What i feel is ... i think both of them should be sounding good. 
and as per my study about these two speakers, reviews are also good. 

But what I need to know is from the people who actually got any of these speakers and what they say about them.

If anyone can suggest for a better sub-woofer with any of these speakers, please suggest that also.

am thinking about other option for Sub-woofer ..... and I think its *Sunfire*. what would u guys have to say about this 

Please do share your experiences with any of these speakers, it will help me to finalize on purchasing them.


----------



## JBrax (Oct 13, 2011)

If you have the ability to personally listen to both systems I would do that. Forget what anyone suggests or prefers because it's your ears that should be deciding! Having said that I would imagine both systems would be impressive.


----------



## Tonto (Jun 30, 2007)

As far as subs go, it would help to know how you would be using it. Music/Movies, what size room & budget. The are some very good ID Companies with very good products. You should look into Power Sound Audio as well.

http://www.powersoundaudio.com/


----------



## Andre (Feb 15, 2010)

I whole heartedly agree with JBrax's comment. As for the sub, SVS or HSU over sunfire anyday


----------



## chashint (Jan 12, 2011)

If you have narrowed it down to two just give each a couple of good listening sessions and pick the one you like best.
For a subwoofer I would go with SVS, Hsu, or Outlaw.


----------



## ALMFamily (Oct 19, 2011)

In complete agreement with the guys above - get a couple listening sessions in with each. Take some music along that you know and listen to often. Let your ears be your guide - reviews and our opinions cannot compete with your own ears! 

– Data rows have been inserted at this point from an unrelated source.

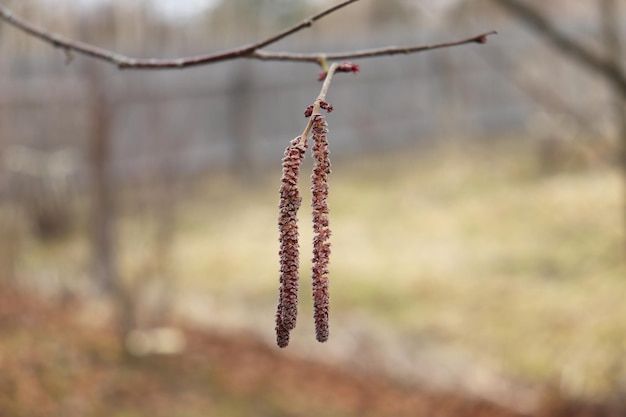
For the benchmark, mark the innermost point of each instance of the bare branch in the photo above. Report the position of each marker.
(251, 51)
(566, 44)
(369, 53)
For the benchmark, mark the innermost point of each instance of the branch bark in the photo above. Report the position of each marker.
(251, 51)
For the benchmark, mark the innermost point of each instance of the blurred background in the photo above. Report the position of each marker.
(477, 210)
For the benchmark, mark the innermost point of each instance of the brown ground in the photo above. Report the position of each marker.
(53, 366)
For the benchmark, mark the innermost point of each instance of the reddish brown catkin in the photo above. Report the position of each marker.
(290, 201)
(321, 246)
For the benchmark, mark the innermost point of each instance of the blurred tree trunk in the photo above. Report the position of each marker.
(103, 210)
(606, 65)
(610, 11)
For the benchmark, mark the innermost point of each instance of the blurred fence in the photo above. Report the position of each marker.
(242, 114)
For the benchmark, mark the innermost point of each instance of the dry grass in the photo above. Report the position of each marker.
(469, 244)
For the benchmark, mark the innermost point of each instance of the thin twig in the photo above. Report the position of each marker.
(368, 53)
(321, 97)
(251, 51)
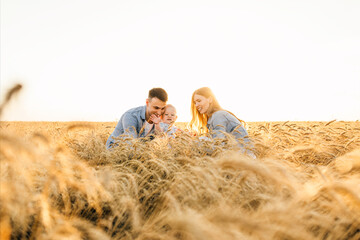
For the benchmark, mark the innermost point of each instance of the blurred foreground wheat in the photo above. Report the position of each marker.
(58, 181)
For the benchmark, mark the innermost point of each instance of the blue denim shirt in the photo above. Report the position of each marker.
(129, 125)
(223, 121)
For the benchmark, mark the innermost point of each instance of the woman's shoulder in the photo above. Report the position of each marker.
(220, 113)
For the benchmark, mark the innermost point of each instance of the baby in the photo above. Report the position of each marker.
(166, 124)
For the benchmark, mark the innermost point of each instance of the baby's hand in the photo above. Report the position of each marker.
(155, 119)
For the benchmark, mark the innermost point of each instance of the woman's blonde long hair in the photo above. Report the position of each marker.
(199, 121)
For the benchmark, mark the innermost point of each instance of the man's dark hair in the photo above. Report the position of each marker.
(159, 93)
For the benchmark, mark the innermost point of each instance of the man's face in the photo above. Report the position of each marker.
(154, 106)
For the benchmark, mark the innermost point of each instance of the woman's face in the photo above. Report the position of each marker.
(202, 103)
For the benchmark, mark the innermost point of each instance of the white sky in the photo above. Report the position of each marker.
(91, 60)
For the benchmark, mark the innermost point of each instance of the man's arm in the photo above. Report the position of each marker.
(126, 127)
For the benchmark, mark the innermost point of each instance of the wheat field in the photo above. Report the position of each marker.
(58, 181)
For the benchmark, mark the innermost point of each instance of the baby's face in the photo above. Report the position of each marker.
(169, 115)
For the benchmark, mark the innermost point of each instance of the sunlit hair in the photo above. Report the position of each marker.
(159, 93)
(170, 106)
(199, 121)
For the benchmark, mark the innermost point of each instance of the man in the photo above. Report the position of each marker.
(137, 122)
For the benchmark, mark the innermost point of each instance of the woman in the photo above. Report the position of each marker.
(209, 117)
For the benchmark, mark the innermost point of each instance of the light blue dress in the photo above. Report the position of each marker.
(222, 122)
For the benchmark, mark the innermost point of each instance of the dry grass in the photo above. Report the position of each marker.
(58, 181)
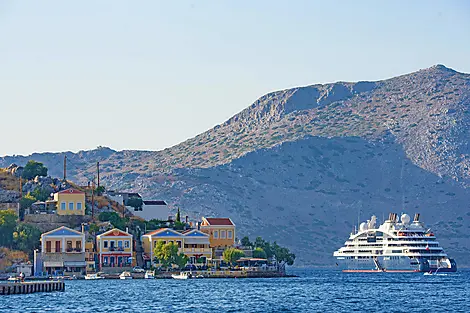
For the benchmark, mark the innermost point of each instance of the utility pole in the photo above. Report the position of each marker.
(65, 168)
(93, 199)
(98, 171)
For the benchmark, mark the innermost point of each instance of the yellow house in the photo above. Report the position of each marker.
(63, 251)
(193, 243)
(221, 231)
(70, 202)
(114, 249)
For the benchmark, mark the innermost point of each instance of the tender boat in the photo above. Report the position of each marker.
(14, 279)
(125, 275)
(93, 276)
(149, 275)
(394, 246)
(182, 275)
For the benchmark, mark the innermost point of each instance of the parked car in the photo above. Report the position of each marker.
(138, 269)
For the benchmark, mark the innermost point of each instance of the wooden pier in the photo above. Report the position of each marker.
(31, 287)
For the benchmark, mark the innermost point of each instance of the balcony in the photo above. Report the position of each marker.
(116, 249)
(73, 250)
(63, 257)
(197, 250)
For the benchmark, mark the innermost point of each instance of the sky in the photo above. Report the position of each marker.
(147, 75)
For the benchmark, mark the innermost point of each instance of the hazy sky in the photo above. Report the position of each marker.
(150, 74)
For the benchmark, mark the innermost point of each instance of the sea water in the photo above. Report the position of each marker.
(313, 291)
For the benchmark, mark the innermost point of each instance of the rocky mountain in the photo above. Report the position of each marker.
(300, 165)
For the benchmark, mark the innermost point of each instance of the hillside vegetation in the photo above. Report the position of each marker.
(300, 165)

As far as the sub, chasint pointed out three really good ID vendors - I own PSA and SVS and really like them both.


----------



## Aquarian (Oct 16, 2013)

JBrax said:


> If you have the ability to personally listen to both systems I would do that. Forget what anyone suggests or prefers because it's your ears that should be deciding! Having said that I would imagine both systems would be impressive.


Thank u JBrax 

I am going to do the same what you said..... I'll listen to both and then decide


----------



## Aquarian (Oct 16, 2013)

Tonto said:


> As far as subs go, it would help to know how you would be using it. Music/Movies, what size room & budget. The are some very good ID Companies with very good products. You should look into Power Sound Audio as well.
> 
> http://www.powersoundaudio.com/


I use my HT only and only for Movies.

and yes, my next choice was PSA for woofer


----------



## Aquarian (Oct 16, 2013)

ALMFamily said:


> In complete agreement with the guys above - get a couple listening sessions in with each. Take some music along that you know and listen to often. Let your ears be your guide - reviews and our opinions cannot compete with your own ears!
> 
> As far as the sub, chasint pointed out three really good ID vendors - I own PSA and SVS and really like them both.


yup 
am gonna do the same.

Only reason i was thinking about Sunfire was, coz, the dealer is very near to me and not any other city, so i thought if sunfire is a good choice then i can go for it 

But yeah, my first choice was always PSA, and now am gonna go for it 

Thank you for your comment


----------



## skeeter99 (Jan 24, 2007)

First off congrats on narrowing down the field to two choices, that can be very tough! Looks like you've picked two very good setups as well. Will you be using bookshelf or the surround speakers for your rears?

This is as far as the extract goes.